Bert, or Unc as we used to call him, had lived with my grandparents for ever. As a young man he had lived next to their family home. After the Great War he never settled down, so when my grandparents set up holiday cottages down at Sussex Inlet, South of Sydney, Bert tagged along. He became a kind of rouse-about. He worked on the cottages, fixed up the boats, he became Mr. Fixit. Bert never married, although he was a handsome man. Bert was the product of the First World War.
Bert had all these stories. Any time children were around the property, they would be hanging around him, getting under his feet, for you see, he was mister fun-and-games as well as mister fixit. After a day of pestering, we would head for his bedroom, his den, to play with all his junk. And he had some junk, loads and loads of it. For example, he had one whole box of cigarette lighters in various states of disrepair. When we finished with them they were in a greater state of disrepair. But it was his stories, that's what was special. All those war stories.
You can imagine the type of stories they were. Like how the boys at the front had run out of timber and oil to keep the dugout warm, so they went off foraging. All they found was a French farmers outhouse. So naturally the outhouse was quietly dismantled and taken back to the front. "And do you know", said Bert, "the next morning the farmer went out and sat on the loo without blinking an eye."
Of course, at first I never did work out why war was so much fun. Yet, I am amazed how quickly I picked up the art-form of the stories. They weren't so much funny stories, but pathos. The more you thought about the stories the more they made you cry rather than laugh. In a strange way they carried in them an agony too painful to talk about. The horror of war could only be looked at through jocular stories. There was always something about Bert you couldn't touch.
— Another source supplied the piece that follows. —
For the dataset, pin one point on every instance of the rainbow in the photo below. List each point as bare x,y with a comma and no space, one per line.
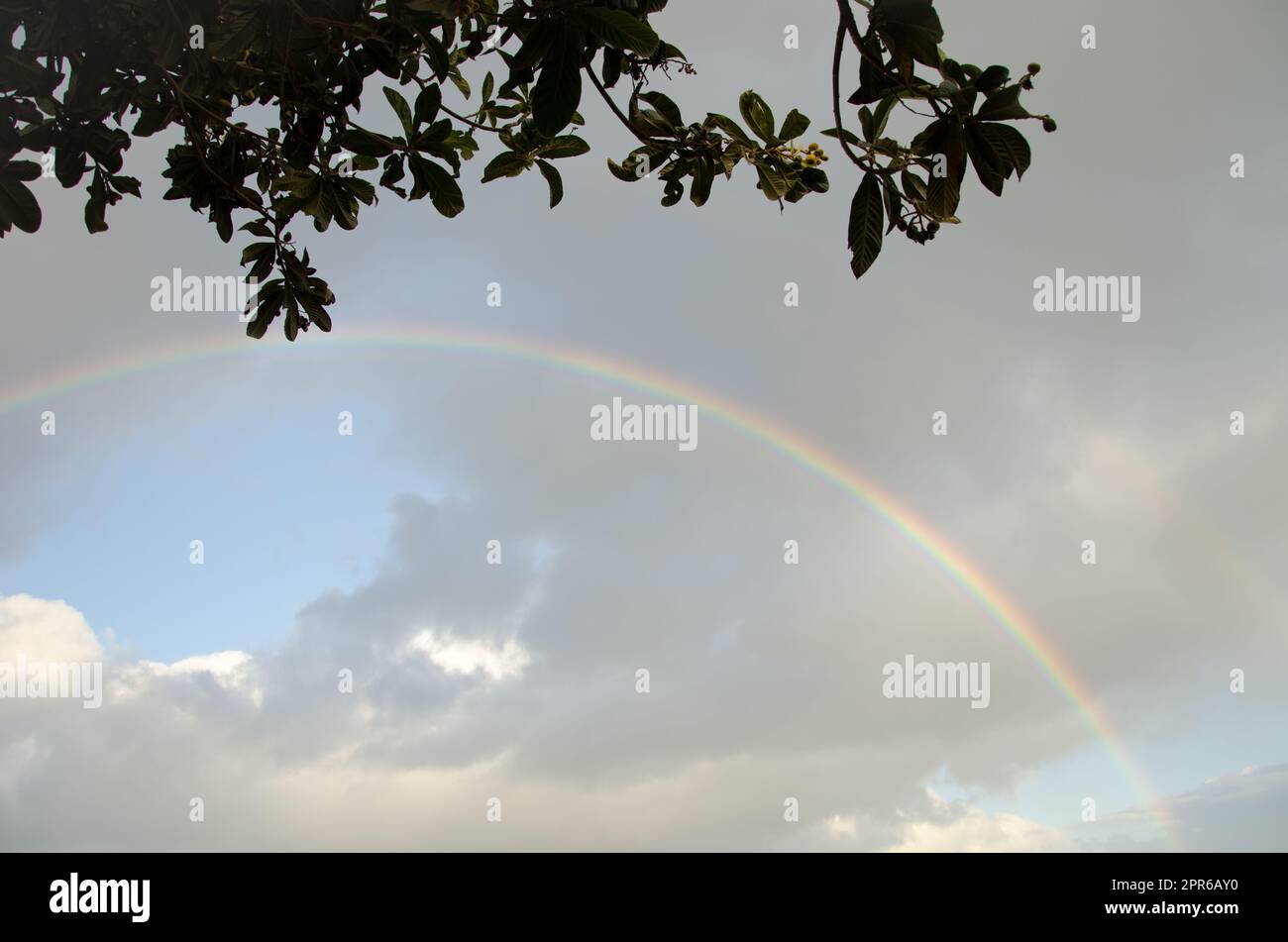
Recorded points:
799,451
Each ANZAC day Bert would head for the city to march with his mates. It was a kind of cathartic release I suppose, another way of getting out the pain. All too painful for my eyes. If ever there was a powerful denunciation of the total futility and immorality of war, then the march said it all. I was never able to watch them without tears in my eyes.
The march is not the same these days, a bit too jingoistic for me. Bert and his mates are all gone and only few of the Second World War boys are left. The Korean and Vietnam boys are not much into marching, so its down to relatives wearing the medals of long departed warriors. Still! March on, for in the distance we see an age when people "shall beat their swords into ploughshares, and their spears into pruning hooks: nation shall not lift up sword against nation, neither shall they learn war any more", Isaiah.2:4.